Un point mérite attention. Nous avons ici dans notre messe dominicale bien de la chance. En effet, nous pouvons communier au sacrement du corps et du sang du Christ ressuscité. C’est en effet une tragique perte de sens et donc de valeur de la communion eucharistique quand elle est réduite à la seule réception du sacrement du corps du Seigneur et de ne pouvoir communier au sacrement de son sang. Nous avons bien de la chance de pouvoir faire ce qui est de règle dans l’Église depuis les apôtres. D’abord, nous mettons en pratique ce que Jésus nous a dit: «Prenez et mangez, ceci est mon corps, prenez et buvez, ceci est mon sang.» Pourquoi l’un et l’autre? parce qu’il y a une richesse des symboles qu’il faut expliciter. Le sang signifie en effet dans le monde sémitique (et donc sur les lèvres de Jésus) la vie et l’âme de la vie, parce que sa partie la plus précieuse. Ainsi une vraie communion implique qu’il y ait communion au sacrement du corps et du sang du Seigneur.

Il n’est pas lieu ici de donner toutes les explications – c’est chose faite par le Fr. Olivier de Saint Martin sur le [site de la paroisse ->?page=page_communion].

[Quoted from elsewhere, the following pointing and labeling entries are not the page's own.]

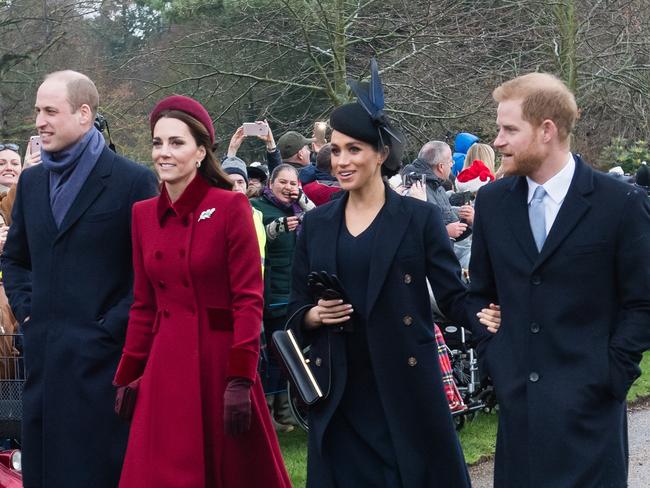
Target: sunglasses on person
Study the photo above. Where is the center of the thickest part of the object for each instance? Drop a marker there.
(11, 146)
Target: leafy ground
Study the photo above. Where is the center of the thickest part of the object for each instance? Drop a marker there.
(477, 437)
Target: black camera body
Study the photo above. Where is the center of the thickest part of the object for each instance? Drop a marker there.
(409, 178)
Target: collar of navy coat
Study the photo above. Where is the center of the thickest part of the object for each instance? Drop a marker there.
(393, 222)
(575, 205)
(91, 189)
(186, 203)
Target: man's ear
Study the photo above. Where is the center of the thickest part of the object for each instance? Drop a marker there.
(86, 114)
(549, 130)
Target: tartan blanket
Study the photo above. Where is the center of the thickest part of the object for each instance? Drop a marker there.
(454, 399)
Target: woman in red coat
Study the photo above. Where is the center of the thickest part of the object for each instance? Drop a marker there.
(193, 337)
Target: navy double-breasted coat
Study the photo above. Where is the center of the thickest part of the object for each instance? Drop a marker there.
(575, 319)
(75, 284)
(411, 245)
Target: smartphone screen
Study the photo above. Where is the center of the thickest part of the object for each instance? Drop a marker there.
(255, 129)
(35, 144)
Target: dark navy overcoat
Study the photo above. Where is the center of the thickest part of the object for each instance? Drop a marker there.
(411, 245)
(576, 318)
(75, 285)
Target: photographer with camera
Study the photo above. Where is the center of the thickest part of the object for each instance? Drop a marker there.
(432, 167)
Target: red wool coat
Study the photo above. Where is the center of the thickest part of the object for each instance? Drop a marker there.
(195, 321)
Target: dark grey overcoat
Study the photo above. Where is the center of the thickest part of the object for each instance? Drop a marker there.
(576, 318)
(75, 284)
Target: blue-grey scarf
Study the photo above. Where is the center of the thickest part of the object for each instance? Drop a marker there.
(69, 170)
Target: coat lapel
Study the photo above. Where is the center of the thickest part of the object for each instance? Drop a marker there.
(516, 210)
(90, 190)
(392, 224)
(41, 197)
(332, 227)
(573, 208)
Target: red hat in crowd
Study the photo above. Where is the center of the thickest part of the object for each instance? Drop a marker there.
(474, 177)
(183, 104)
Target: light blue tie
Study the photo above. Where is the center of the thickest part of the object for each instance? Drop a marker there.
(537, 217)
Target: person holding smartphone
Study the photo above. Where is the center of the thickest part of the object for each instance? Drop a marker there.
(385, 420)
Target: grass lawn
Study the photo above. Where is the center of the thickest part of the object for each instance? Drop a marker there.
(477, 437)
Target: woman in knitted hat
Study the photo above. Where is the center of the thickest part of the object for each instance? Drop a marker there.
(384, 420)
(200, 419)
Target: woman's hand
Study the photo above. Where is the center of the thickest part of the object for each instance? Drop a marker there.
(328, 312)
(490, 317)
(236, 141)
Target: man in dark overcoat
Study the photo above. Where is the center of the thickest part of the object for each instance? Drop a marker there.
(564, 250)
(68, 275)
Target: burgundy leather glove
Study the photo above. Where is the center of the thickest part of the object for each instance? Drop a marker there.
(237, 406)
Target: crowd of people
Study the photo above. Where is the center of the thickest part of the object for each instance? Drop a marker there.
(146, 299)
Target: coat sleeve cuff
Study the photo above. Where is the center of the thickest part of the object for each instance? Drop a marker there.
(242, 363)
(128, 370)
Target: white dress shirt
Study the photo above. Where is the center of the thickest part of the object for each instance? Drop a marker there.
(556, 189)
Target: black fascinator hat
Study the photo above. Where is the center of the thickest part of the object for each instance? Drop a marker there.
(366, 121)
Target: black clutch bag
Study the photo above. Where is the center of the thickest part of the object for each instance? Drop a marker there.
(297, 366)
(125, 400)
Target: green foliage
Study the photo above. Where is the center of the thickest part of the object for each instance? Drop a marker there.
(294, 452)
(625, 153)
(641, 387)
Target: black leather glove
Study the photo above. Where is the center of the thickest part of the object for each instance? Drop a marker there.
(237, 406)
(325, 286)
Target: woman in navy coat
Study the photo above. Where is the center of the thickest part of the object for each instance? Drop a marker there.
(385, 421)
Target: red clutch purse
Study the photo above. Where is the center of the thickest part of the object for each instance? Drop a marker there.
(125, 399)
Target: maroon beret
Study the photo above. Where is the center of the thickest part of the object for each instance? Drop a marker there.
(183, 104)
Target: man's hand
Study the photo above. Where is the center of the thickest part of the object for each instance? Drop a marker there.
(418, 191)
(466, 212)
(456, 229)
(236, 141)
(490, 317)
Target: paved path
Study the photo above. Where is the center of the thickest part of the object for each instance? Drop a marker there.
(639, 435)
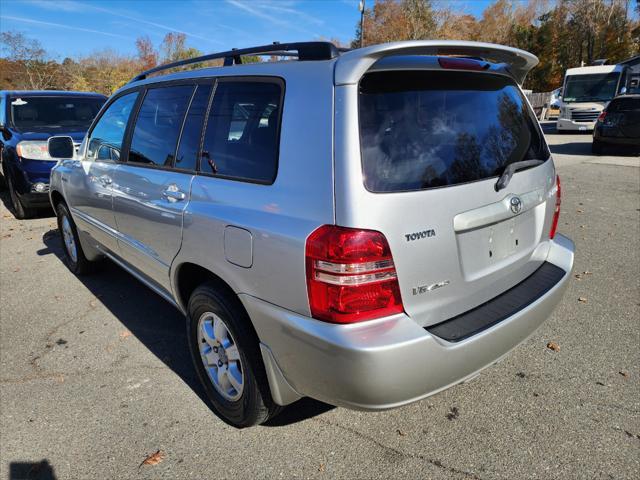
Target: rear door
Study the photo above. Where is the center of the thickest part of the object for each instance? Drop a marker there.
(152, 188)
(432, 146)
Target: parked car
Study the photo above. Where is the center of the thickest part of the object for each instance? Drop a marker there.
(27, 120)
(366, 227)
(618, 125)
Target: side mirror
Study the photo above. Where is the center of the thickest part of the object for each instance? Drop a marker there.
(61, 147)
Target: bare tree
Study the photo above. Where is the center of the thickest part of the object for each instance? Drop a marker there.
(29, 65)
(147, 54)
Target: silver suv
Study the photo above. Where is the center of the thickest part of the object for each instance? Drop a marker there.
(364, 227)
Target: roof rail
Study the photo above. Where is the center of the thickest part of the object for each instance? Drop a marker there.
(305, 51)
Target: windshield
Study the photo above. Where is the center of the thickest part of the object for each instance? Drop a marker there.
(596, 87)
(53, 112)
(426, 129)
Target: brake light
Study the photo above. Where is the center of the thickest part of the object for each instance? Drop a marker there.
(556, 213)
(351, 276)
(462, 63)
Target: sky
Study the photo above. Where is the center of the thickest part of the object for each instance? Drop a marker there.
(78, 27)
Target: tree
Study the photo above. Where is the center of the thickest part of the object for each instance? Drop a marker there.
(392, 20)
(147, 55)
(28, 63)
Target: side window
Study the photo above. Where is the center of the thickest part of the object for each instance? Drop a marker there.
(187, 156)
(3, 111)
(241, 138)
(158, 125)
(105, 140)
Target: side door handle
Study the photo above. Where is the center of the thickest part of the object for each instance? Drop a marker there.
(173, 194)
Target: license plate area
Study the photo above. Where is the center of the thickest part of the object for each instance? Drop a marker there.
(484, 250)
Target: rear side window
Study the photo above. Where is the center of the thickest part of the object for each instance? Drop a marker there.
(241, 138)
(105, 140)
(187, 156)
(426, 129)
(624, 104)
(158, 125)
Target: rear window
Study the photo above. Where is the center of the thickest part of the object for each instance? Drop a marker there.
(427, 129)
(67, 111)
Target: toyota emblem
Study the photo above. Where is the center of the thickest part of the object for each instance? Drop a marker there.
(516, 205)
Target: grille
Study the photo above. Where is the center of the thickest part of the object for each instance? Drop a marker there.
(588, 116)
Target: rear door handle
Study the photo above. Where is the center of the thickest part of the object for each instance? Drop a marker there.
(172, 194)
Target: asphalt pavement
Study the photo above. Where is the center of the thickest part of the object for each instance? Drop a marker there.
(95, 374)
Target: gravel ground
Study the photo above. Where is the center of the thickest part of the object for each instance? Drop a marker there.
(95, 375)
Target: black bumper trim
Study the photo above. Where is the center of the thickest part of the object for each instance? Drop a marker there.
(501, 307)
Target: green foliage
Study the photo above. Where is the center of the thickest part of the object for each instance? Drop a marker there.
(563, 34)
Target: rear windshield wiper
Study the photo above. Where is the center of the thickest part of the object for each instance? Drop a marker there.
(512, 168)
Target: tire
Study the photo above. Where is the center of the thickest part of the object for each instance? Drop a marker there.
(597, 148)
(249, 401)
(77, 263)
(19, 210)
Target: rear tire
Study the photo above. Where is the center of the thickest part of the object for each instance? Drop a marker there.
(227, 357)
(74, 256)
(19, 210)
(597, 148)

J’ajouterai simplement que si un sacrement est un signe, ce n’est pas un signe abstrait. Le signe est lié à un geste. C’est en le faisant que nous entrons dans le mouvement par lequel Dieu nous donne sa vie. En mangeant le même pain et en buvant à la même coupe, nous réalisons une communion entre nous et avec le Christ. Quel Dieu? Celui que nous chantons: «La Sagesse a préparé une table, elle nous invite au festin, mangez et buvez la Pâque de Dieu.» Oui, faisons ce que le Christ nous demande: mangeons et buvons la Pâque de Dieu dans le sacrement de son corps et de son sang.